Listen
District B council member Jerry Davis (left) asks city attorney David Feldman a question about the no smoking ordinance.
The Main Street Square in downtown Houston reaches from Dallas to Walker Street. It’s closed to automobile traffic — just the Metrorail passes through here.
Main Street Square is a bustling place during lunchtime. People are walking to and from offices, lunch spots and the Metrorail stop.
Some are sitting by the water fountains or on chairs outside a pizza place.
There are some smokers, and they are not happy hearing the news out of City Hall. City Council has just amended Houston’s smoking ordinance to ban smoking on public plazas.
Smoker Jake Cervantes said the ban really targets homeless people smoking synthetic marijuana, or “Kush,” here, and as a result, downtown employees are inconvenienced.
“That shouldn’t be banned for smoking cigarettes because of what others do,” he said.
Kush is currently still legal, but a proposed ban will be on the agenda for next week’s city council meeting.
Cervantes’s concern is one also brought up by some council members during the discussion about the new ordinance.
Brenda Stardig said it’s not clear if the ultimate objective of the ordinance is to curb the use of Kush, or to protect people from second-hand smoke.
“I’m all about creative solutions in policing and making sure that we’re safe,” she said, “but I don’t see where this was brought together. We were told by the administration that was a separate issue. We’ve been told numerous things and then led us believe that it’s part of it by my colleague (Robert Gallegos) who represents that particular district.”
Mayor Pro Tem Ed Gonzalez, in for Mayor Annise Parker who is traveling in Asia this week, said the goal of this ordinance is to create more non-smoking areas.
“I know that some of the discussion kept going to the Kush part, and yeah, this really will enhance the ability to address that growing problem as well,” he said, “but the overarching issue was about creating these smoke-free areas.”
Council member Jerry Davis also opposes the ordinance. He said it’s about freedom.

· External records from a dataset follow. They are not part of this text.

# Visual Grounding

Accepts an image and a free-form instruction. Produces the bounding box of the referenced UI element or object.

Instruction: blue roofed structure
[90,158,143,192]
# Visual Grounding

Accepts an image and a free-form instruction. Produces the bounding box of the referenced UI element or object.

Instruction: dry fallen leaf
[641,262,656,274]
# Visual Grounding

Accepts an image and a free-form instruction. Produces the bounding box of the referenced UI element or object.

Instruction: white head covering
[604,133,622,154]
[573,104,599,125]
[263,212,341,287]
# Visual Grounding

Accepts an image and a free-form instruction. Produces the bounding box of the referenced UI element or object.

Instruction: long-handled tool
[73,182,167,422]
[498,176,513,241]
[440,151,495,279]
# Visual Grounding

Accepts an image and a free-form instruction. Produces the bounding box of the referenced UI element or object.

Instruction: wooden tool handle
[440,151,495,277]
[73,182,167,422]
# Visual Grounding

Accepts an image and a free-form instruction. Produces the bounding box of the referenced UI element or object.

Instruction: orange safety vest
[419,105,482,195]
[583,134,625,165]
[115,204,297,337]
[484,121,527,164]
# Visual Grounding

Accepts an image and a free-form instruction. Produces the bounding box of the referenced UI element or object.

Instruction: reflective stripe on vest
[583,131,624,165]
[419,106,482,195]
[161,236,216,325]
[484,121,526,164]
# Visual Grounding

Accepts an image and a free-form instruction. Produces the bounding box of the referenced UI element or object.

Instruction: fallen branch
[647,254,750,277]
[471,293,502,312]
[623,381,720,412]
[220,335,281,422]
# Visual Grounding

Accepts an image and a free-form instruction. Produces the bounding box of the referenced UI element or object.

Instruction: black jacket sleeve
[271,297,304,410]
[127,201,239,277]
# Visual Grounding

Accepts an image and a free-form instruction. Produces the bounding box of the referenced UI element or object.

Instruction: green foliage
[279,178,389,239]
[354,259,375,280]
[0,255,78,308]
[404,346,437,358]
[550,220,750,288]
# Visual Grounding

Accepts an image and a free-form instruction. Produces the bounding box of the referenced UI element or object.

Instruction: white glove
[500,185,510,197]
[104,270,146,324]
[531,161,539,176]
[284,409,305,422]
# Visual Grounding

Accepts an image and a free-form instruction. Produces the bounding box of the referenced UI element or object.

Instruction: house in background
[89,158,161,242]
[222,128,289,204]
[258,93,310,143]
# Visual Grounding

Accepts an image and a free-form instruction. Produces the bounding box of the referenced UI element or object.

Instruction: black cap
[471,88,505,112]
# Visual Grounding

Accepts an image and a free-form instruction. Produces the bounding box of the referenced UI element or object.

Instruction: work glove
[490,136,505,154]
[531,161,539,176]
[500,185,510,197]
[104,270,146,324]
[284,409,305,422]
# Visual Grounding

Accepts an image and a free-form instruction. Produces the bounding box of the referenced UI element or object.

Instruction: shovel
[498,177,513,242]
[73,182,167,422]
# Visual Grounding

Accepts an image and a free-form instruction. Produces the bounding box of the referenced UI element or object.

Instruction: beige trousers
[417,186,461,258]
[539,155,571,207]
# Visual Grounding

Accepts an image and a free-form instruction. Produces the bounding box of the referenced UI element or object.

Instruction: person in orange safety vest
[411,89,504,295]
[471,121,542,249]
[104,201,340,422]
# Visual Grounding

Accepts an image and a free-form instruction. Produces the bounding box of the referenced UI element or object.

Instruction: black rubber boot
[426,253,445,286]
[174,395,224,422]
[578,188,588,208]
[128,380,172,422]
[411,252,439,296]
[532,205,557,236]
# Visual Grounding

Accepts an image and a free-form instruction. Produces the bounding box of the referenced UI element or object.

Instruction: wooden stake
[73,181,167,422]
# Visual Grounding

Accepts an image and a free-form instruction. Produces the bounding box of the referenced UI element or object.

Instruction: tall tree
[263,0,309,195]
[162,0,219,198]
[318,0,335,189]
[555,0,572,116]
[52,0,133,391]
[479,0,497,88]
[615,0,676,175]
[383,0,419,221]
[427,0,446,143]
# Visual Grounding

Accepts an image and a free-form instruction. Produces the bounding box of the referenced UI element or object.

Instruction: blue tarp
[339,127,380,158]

“I mean, it’s outdoors and it’s their right. And that’s the problem I have with this,” he said. “And I understand. Again, my wife, she hates smoke. But we’re infringing on someone else’s rights. And the question is where we’re going to draw the line.”
In the end the item passed 10-3, with council members Stardig, Davis and C.O. Bradford opposed. Three council members and Mayor Parker were absent.
Back on Main Street, non-smokers Renee Olson and Joseph Lam had no problem with the new ban.
“It’s good for public health,” Lam said.
They said they don’t hang out in public plazas much but it’s annoying to walk past a smoker.
Other than Main Street Square, two other areas in Houston area affected by the new ban: a part of the Columbia Tap Rail Trail between Dowling and St. Charles streets in East Downtown and a part of Dunlavy Street north of Allen Parkway.